Let $f:[0,1] \rightarrow \mathbb{R}$ be a continuous function. It is given that it has "no flat regions", i.e. its level sets have empty interiors. My question is, must it mean that each of its level sets has Lebesgue measure zero? In other words, can a continuous function with "no flat regions" have level sets which have positive Lebesgue measure?
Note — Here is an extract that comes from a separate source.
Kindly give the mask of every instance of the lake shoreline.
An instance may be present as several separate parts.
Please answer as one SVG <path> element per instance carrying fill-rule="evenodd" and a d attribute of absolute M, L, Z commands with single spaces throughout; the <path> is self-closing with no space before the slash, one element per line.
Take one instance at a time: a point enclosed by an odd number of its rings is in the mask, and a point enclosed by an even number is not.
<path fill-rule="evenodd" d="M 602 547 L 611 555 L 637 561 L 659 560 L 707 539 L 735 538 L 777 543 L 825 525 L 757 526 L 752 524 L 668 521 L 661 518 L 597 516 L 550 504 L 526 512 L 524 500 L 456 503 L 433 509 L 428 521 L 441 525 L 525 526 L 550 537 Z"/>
Somewhere on this site I read a comment to a question that said a continuous function can have, as one of its level sets, the fat Cantor set, which has empty interior but positive Lebesgue measure. Unfortunately I can't find it now, and the comment also did not give an actual example.
Any example is most appreciated.
An idea
Suppose we have a fat Cantor set $\mathcal F\subset[0,1]$, which has empty interior. We can define a function $f$ that is $0$ on $\mathcal F$. The complement of $\mathcal F$ in $[0,1]$ is a union of open intervals. For each interval, let $f$ be a continuous function that looks like "$\land$" on it with $0$ at boundaries.
This idea is also stated by as Sassatelli Giulio.
A fat cantor set
For any $a=\sum _{k=1}^\infty a_{k}2^{-k^2}\in[0,1]$, where $a_k=\lfloor2^{k^2}a-2^{2k-1}\lfloor2^{(k-1)^2}a\rfloor\rfloor\in\{0,1, 2, \cdots, 2^{2k-1}-1\}$. In terms of positional notation system, $$a=a_1a_2a_3a_4\cdots,$$ where the weight of each position is respectively $\frac1{2^1},\frac1{2^4},\frac1{2^9},\frac1{2^{16}},\cdots.$
Consider $\mathcal F=\{\sum _{k=1}^\infty a_{k}2^{-k^2}: a_k\in\{0,1, 2, \cdots, 2^{2k-1}-1\}, a_k\not=2^{2k-2}\}\subset[0,1]$. In plain words, we start with $[0,1]$. At round $k\in\{1,2,\cdots\}$, for each remaining intervals, we split it into $2^{2k-1}$ equal pieces and then take away the interior of one of the pieces in the middle. All the points that have never been taken away form $\mathcal F$.
$\ \mathcal F$ is a fat Cantor set with Lebesgue measure $$\prod_{k=1}^{\infty}\frac{2^{2k-1}-1}{2^{2k-1}}>1-\sum_{k=1}^{\infty}\frac1{2^{2k-1}}=\frac13.$$
A continuous function $f$ with $f^{-1}(0)$ having positive lebsegue measure
Suppose $a\in[0,1], a\notin\mathcal F$. Since $\mathcal F$ is a closed subset of $\Bbb R$, there are open intervals that are disjoint with $\mathcal F$ that contain $a$. Let $(\ell_a,r_a)$ be the biggest one of them.
Define $f:[0,1]\to\Bbb R$, $$f(a)=\begin{cases} 0&\text{if }a\in\mathcal F,\\ (\ell_a+r_a)/2-|a-(\ell_a+r_a)/2|&\text{if }a\notin\mathcal F.\\ \end{cases}$$
$f$ is continuous.
$f^{-1}(a)$ is finite if $a\not=0$.
$f^{-1}(0)=\mathcal F$, a fat Cantor set with Lebseque measure $>\frac13$.
All level sets of $f$ have empty interiors.